Closed baentsch closed 1 year ago
Where does it run, in the openssl's porject CI?
Do we do the reverse direction of testing? I.e., BoringSSL's CI runs an OpenSSL interop? If so then I think that would suffice.
Do we do the reverse direction of testing? I.e., BoringSSL's CI runs an OpenSSL interop?
No. This highlights the issue: BoringSSL's CI and interop testing is not at the same level as that of OQS-OpenSSL/oqsprovider. We (also therefore) once decided to "demote" it from "OQS-supported" status, but now seem to have reverted that decision in the interest of retaining Chromium demo-only support.

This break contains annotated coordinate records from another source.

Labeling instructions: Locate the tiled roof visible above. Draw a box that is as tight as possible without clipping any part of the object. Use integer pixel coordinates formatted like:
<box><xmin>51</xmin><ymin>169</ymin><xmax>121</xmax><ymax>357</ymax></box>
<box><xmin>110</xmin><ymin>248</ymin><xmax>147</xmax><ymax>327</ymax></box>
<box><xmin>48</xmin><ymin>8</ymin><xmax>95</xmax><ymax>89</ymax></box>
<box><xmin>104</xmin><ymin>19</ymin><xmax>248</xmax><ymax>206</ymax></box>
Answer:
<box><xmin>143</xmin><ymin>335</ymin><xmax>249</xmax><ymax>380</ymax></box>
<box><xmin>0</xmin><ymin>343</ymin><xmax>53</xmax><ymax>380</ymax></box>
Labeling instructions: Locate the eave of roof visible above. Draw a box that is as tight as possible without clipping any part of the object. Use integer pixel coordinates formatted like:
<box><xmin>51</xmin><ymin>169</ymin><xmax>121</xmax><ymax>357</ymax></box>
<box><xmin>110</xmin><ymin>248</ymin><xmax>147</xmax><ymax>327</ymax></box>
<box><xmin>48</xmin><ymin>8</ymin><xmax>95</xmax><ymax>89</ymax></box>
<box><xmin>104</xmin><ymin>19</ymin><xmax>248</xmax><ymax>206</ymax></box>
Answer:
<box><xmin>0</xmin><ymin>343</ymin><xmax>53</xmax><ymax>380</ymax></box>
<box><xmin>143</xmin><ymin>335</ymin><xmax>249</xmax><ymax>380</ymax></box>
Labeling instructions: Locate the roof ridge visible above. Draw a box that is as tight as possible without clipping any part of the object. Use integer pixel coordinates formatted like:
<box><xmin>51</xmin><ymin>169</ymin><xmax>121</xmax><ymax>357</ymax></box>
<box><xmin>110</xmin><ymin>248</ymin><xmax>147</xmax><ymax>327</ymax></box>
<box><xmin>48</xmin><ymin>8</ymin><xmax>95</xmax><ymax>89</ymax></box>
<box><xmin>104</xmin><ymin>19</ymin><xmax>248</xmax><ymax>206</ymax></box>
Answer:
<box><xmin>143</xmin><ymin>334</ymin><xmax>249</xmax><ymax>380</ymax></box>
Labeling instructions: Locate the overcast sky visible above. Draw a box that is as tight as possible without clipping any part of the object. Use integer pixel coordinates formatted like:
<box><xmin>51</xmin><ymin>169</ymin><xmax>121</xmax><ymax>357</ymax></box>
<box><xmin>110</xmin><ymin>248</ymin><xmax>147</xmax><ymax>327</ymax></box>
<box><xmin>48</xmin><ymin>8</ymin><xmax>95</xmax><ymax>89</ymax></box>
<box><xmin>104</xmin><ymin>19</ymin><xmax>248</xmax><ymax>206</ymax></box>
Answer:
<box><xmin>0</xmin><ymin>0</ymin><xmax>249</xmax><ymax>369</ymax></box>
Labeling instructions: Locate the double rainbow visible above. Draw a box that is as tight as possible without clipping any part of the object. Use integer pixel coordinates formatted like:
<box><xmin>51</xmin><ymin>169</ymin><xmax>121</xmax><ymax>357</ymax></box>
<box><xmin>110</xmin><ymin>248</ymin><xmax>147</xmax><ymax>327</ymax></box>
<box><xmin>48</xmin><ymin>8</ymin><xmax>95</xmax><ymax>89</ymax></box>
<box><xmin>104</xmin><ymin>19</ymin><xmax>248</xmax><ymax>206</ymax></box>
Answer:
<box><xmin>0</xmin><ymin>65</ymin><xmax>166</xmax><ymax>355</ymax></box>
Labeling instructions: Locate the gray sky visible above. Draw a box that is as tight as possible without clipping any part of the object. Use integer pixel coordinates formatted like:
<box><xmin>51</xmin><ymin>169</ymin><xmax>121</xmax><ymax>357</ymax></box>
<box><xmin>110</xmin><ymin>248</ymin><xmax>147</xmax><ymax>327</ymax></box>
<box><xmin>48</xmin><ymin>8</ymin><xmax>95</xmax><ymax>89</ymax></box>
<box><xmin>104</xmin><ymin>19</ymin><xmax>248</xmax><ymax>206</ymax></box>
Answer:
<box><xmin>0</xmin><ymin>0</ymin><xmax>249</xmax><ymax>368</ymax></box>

This means a "second class/demo-only" BoringSSL can hold back (a whole chain of supported) OpenSSL use cases.
So I'd suggest we either decide to "promote" BoringSSL again to "fully supported" (but then need to first do PRs for that before merging "breaking" liboqs
changes) OR move the "onus of interop testing" to the "second class citizen" BoringSSL: If interop issues happen then, it only breaks CI for BoringSSL and someone may (or may not :) care.
My personal opinion is clear: Do (BoringSSL/OpenSSL) interop testing only in BoringSSL.
My personal opinion is clear: Do (BoringSSL/OpenSSL) interop testing only in BoringSSL.
I think that makes sense
I agree, we are treating BoringSSL as a second-tier project for now, and we don't want its limitations to negatively impact first-tier projects like OpenSSL. So it also makes sense to put the onus of interop testing in BoringSSL.
Given (oqs-)boringssl apparently does not receive the same level of "care and attention" as oqs-openssl111 would it be reasonable to remove the interop-test with it? It always breaks when algorithms get changed in
liboqs
without prior proper downstream preparation.